# When do dwarf goats sacs fall off after banding?



## Brittany09 (Jun 23, 2019)

hi, we’re new to goats and we banded two little guys about a month ago. Their ball sacs are hard as rocks, and they are starting to detach, but there is open wounds around the  Tops of the bands. Only on the fronts of both i believe. Not huge sores, just if I pull them back slightly I can see red flesh. Is this something to worry about?.


----------



## Brittany09 (Jun 23, 2019)

And can I just spray a bit of hydrogen peroxide on these little sores?


----------



## Hens and Roos (Jun 23, 2019)

Welcome glad you joined us! You could use Vetericyn on it to help keep it clean so it can finish healing.

post some pictures of your goats when you can


----------



## Brittany09 (Jun 23, 2019)

Thank you so much! Yes I definitely will post pics, we are completely in love with them ☺️


----------



## Brittany09 (Jun 23, 2019)

Here’s the boys


----------



## OneFineAcre (Jun 23, 2019)

Yes, just spray some antiseptic or antibiotic spray on it.


----------



## #MomLife (Jun 27, 2019)

Hello, i went though the same thing not that long ago. It can take 4-6 weeks before they completely fall off. Just keep spraying any open wounds down with vetericyn.

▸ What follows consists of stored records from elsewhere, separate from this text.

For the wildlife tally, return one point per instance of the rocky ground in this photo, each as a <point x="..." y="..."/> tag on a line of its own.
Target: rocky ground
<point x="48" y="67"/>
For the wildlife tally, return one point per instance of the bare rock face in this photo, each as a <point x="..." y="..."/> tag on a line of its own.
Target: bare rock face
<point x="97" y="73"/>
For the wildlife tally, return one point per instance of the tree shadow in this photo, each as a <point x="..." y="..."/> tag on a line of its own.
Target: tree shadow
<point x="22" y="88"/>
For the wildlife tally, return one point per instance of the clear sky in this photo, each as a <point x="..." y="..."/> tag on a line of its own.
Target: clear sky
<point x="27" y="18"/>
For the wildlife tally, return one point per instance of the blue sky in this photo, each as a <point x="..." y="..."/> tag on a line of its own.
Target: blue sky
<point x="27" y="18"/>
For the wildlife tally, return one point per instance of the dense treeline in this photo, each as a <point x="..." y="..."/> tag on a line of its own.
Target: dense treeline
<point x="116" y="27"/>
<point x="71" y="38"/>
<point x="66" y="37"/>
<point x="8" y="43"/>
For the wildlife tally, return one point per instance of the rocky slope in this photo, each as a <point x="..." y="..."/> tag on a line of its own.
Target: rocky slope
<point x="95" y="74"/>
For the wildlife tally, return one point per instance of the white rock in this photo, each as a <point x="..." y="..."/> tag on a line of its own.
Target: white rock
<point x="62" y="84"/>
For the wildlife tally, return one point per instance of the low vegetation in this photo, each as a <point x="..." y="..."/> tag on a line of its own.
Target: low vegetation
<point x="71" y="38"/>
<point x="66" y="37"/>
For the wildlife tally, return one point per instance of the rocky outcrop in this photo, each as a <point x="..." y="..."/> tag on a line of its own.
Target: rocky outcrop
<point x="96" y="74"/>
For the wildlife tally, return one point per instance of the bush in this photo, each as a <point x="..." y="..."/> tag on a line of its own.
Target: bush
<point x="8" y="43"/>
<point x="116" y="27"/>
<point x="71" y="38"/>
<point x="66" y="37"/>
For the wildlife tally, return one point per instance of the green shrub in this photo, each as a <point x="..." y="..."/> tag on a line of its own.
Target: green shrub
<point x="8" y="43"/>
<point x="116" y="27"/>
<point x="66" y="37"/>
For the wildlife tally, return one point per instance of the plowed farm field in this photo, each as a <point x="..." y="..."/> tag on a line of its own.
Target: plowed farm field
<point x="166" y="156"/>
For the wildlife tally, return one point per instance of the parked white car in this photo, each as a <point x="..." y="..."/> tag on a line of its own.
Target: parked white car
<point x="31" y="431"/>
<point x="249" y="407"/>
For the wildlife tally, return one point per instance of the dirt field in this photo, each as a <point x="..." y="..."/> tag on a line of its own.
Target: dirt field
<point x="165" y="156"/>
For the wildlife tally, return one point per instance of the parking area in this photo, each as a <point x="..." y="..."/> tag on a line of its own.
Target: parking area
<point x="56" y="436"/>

Before you know it they will fall off!
God bless!


----------



## frustratedearthmother (Jun 27, 2019)

My vet told me years ago that after several days to a week, and they are dried and shriveled that it's safe to cut the sack off....but, I haven't been able to make myself do that.  Pretty high on the yuck factor!


----------



## Brittany09 (Jun 27, 2019)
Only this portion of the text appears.